Digging Deeper: Galloping Horses Example
Rather than pull out a bunch of math and traditional timing diagrams, we've decided to put together a more straight forward presentation. The diagrams we will use show the frames of an actual animation that would be generated over time as well as what would be seen on the monitor for each method. Hopefully this will help illustrate the quantitative and qualitative differences between the approaches.
Our example consists of a fabricated example (based on an animation example courtesy of Wikipedia) of a "game" rendering a horse galloping across the screen. The basics of this timeline are that our game is capable of rendering at 5 times our refresh rate (it can render 5 different frames before a new one gets swapped to the front buffer). The consistency of the frame rate is not realistic either, as some frames will take longer than others. We cut down on these and other variables for simplicity sake. We'll talk about timing and lag in more detail based on a 60Hz refresh rate and 300 FPS performance, but we didn't want to clutter the diagram too much with times and labels. Obviously this is a theoretical example, but it does a good job of showing the idea of what is happening.
First up, we'll look at double buffering without vsync. In this case, the buffers are swapped as soon as the game is done drawing a frame. This immediately preempts what is being sent to the display at the time. Here's what it looks like in this case:
Good performance but with quality issues.
The timeline is labeled 0 to 15, and for those keeping count, each step is 3 and 1/3 milliseconds. The timeline for each buffer has a picture on it in the 3.3 ms interval during which the a frame is completed corresponding to the position of the horse and rider at that time in realtime. The large pictures at the bottom of the image represent the image displayed at each vertical refresh on the monitor. The only images we actually see are the frames that get sent to the display. The benefit of all the other frames are to minimize input lag in this case.
We can certainly see, in this extreme case, what bad tearing could look like. For this quick and dirty example, I chose only to composite three frames of animation, but it could be more or fewer tears in reality. The number of different frames drawn to the screen correspond to the length of time it takes for the graphics hardware to send the frame to the monitor. This will happen in less time than the entire interval between refreshes, but I'm not well versed enough in monitor technology to know how long that is. I sort of threw my dart at about half the interval being spent sending the frame for the purposes of this illustration (and thus parts of three completed frames are displayed). If I had to guess, I think I overestimated the time it takes to send a frame to the display.
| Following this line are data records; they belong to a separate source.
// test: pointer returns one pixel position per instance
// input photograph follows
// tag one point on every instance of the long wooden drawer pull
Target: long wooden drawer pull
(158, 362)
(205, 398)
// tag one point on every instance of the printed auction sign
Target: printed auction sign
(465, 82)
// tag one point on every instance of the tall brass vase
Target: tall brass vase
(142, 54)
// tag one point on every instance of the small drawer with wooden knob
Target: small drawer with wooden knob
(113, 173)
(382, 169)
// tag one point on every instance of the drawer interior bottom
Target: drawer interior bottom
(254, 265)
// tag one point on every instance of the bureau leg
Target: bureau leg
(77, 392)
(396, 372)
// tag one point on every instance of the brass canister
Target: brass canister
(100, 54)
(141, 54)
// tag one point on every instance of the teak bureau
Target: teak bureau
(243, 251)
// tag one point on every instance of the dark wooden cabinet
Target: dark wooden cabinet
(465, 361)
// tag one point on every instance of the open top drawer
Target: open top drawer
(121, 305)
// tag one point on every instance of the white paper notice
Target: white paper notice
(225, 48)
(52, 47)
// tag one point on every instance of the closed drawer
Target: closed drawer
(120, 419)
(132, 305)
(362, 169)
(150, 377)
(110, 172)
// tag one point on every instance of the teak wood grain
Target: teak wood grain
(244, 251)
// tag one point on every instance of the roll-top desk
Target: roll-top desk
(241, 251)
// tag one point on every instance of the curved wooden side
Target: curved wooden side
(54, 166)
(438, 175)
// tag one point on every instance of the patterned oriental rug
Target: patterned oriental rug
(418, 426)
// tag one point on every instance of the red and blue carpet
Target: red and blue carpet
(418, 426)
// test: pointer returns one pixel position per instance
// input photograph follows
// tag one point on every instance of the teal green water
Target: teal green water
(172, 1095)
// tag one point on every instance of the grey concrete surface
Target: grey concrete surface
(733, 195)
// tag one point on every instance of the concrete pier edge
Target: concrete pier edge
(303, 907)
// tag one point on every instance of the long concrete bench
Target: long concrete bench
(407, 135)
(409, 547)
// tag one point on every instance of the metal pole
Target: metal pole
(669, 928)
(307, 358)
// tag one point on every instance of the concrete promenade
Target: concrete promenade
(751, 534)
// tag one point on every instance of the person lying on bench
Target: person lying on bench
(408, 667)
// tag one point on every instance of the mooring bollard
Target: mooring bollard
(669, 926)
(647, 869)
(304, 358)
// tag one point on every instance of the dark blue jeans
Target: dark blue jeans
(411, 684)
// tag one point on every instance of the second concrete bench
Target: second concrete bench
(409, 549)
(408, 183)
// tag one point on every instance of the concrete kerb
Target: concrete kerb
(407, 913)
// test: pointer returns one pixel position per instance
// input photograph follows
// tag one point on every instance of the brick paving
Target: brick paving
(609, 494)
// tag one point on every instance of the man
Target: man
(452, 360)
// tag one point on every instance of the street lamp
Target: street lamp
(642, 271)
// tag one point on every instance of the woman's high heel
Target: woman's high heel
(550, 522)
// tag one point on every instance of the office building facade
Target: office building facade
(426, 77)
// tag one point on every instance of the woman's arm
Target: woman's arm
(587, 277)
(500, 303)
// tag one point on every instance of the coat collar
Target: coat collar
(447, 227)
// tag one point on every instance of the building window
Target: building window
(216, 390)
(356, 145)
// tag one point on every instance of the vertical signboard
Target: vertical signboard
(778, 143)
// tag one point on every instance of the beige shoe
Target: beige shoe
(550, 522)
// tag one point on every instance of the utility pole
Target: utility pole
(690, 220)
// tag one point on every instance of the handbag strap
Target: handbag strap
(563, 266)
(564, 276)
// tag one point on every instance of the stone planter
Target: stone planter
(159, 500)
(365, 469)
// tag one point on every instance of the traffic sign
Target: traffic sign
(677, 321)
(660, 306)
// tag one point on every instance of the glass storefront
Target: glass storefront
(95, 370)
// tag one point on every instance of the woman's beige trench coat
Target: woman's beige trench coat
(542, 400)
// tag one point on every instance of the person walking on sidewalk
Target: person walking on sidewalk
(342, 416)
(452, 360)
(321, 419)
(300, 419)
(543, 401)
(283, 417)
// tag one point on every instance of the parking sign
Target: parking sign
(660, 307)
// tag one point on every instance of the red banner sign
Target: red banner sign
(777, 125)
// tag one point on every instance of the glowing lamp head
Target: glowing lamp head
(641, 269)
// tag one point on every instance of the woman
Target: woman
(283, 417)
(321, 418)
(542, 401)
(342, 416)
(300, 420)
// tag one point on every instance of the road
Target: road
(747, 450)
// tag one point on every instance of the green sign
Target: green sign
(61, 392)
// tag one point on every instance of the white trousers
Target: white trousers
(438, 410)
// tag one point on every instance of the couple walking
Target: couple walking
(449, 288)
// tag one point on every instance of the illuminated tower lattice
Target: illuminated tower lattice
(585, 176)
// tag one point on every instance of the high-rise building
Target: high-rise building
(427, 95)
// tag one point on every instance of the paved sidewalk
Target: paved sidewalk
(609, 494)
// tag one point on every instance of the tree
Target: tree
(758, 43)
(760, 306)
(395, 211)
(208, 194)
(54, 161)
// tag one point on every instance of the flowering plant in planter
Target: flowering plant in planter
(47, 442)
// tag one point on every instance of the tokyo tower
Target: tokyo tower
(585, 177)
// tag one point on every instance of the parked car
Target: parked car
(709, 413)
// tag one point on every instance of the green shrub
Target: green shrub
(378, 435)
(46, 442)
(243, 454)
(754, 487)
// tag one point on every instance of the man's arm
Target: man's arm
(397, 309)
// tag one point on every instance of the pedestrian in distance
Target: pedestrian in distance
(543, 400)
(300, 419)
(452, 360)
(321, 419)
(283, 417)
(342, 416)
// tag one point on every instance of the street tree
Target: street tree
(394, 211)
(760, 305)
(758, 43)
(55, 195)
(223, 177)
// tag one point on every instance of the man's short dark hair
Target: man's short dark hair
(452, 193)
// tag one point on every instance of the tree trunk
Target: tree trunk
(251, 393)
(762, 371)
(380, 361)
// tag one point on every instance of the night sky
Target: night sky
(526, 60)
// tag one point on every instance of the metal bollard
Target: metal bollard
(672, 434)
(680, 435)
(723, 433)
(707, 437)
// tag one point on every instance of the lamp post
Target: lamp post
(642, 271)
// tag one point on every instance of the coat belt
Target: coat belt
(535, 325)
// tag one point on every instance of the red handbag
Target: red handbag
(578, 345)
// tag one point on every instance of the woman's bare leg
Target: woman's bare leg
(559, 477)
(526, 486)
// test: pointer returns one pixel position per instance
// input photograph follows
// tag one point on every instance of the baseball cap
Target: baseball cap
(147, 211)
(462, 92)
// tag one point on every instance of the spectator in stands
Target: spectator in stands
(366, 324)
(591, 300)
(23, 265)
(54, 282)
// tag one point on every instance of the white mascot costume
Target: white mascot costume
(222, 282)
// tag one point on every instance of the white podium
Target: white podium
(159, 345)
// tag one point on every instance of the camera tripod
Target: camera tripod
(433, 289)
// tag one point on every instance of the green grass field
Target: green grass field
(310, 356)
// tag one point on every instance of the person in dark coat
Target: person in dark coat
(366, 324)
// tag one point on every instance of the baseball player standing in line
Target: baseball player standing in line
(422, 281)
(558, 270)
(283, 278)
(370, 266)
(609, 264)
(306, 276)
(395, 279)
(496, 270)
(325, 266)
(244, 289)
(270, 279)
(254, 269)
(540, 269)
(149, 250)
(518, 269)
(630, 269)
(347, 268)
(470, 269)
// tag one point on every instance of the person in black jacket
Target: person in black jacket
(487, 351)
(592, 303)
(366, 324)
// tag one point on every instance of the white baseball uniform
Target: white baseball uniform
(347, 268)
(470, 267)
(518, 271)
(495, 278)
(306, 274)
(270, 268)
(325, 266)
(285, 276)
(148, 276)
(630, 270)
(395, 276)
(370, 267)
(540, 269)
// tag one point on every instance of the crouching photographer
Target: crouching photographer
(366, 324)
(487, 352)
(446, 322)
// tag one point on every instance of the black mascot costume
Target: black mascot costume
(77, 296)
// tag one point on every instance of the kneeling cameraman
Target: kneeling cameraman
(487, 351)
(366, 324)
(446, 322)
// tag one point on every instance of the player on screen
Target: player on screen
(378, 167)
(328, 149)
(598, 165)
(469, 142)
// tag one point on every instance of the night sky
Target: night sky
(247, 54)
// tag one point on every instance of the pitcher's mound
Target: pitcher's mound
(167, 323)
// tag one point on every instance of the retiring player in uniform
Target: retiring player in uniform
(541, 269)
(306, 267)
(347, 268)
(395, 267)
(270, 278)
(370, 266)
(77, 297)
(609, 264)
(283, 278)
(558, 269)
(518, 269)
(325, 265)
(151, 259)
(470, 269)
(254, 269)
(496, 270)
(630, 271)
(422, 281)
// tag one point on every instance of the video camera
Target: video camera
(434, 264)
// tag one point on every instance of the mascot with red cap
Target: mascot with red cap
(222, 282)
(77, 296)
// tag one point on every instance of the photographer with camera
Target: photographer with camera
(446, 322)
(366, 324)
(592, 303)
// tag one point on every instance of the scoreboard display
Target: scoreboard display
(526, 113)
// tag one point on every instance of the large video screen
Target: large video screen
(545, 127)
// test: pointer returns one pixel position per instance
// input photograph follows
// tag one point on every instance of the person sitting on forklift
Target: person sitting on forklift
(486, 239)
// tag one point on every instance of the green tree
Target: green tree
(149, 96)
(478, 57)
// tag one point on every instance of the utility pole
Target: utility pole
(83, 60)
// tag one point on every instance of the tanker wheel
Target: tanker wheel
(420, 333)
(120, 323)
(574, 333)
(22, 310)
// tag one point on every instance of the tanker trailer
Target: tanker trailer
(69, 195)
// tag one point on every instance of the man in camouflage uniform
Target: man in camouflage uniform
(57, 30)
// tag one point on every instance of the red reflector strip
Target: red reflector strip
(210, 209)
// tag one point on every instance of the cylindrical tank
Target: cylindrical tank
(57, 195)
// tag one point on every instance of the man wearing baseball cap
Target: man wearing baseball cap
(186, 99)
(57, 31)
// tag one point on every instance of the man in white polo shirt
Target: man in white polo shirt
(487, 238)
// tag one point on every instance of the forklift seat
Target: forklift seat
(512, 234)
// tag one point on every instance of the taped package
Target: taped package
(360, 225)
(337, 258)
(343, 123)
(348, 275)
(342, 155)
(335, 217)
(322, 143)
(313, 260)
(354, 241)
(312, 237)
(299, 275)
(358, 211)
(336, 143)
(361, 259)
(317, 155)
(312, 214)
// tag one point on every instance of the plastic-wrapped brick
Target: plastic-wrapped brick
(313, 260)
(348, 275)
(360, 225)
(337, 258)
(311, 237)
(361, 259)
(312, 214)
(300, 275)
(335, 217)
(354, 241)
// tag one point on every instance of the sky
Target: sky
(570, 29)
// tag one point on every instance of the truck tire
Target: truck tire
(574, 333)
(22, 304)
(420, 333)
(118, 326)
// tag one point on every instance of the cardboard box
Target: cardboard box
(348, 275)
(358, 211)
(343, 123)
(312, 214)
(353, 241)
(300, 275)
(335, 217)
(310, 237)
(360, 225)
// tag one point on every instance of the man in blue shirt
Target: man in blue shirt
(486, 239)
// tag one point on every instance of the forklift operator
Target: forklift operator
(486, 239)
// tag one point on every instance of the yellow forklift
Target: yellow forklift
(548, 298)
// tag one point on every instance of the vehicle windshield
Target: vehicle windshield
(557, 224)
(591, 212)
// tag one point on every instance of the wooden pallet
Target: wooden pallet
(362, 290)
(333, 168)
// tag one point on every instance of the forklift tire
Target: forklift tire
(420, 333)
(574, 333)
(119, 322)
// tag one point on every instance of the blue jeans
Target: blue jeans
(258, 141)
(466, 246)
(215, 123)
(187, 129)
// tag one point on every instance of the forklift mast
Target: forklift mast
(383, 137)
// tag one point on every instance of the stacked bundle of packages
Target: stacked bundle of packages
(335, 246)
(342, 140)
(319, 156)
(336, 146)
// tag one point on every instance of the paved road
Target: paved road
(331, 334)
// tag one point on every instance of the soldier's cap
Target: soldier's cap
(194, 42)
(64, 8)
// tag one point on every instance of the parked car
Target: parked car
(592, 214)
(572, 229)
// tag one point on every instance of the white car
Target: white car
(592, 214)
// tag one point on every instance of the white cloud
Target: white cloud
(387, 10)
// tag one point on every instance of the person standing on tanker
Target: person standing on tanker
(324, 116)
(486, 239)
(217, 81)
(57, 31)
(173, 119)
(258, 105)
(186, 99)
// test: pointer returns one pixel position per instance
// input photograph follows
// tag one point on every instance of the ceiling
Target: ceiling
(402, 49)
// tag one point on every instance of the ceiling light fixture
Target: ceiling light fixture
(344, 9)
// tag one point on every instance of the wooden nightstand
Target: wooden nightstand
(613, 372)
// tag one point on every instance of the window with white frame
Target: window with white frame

For the above, FRAPS reported framerate would be 300 FPS, but the actual number of full images that get flashed up on the screen is always only a maximum of the refresh rate (in this example, 60 frames every second). The latency between when a frame is finished rendering and when it starts to appear on screen (this is input latency) is less than 3.3ms.
When we turn on vsync, the tearing goes away, but our real performance goes down and input latency goes up. Here's what we see.
Good quality, but bad performance and input lag.
If we consider each of these diagrams to be systems rendering the exact same thing starting at the exact same time, we can can see how far "behind" this rendering is. There is none of the tearing that was evident in our first example, but we pay for that with outdated information. In addition, the actual framerate in addition to the reported framerate is 60 FPS. The computer ends up doing a lot less work, of course, but it is at the expense of realized performance despite the fact that we cannot actually see more than the 60 images the monitor displays every second.
Here, the price we pay for eliminating tearing is an increase in latency from a maximum of 3.3ms to a maximum of 13.3ms. With vsync on a 60Hz monitor, the maximum latency that happens between when a rendering if finished and when it is displayed is a full 1/60 of a second (16.67ms), but the effective latency that can be incurred will be higher. Since no more drawing can happen after the next frame to be displayed is finished until it is swapped to the front buffer, the real effect of latency when using vsync will be more than a full vertical refresh when rendering takes longer than one refresh to complete.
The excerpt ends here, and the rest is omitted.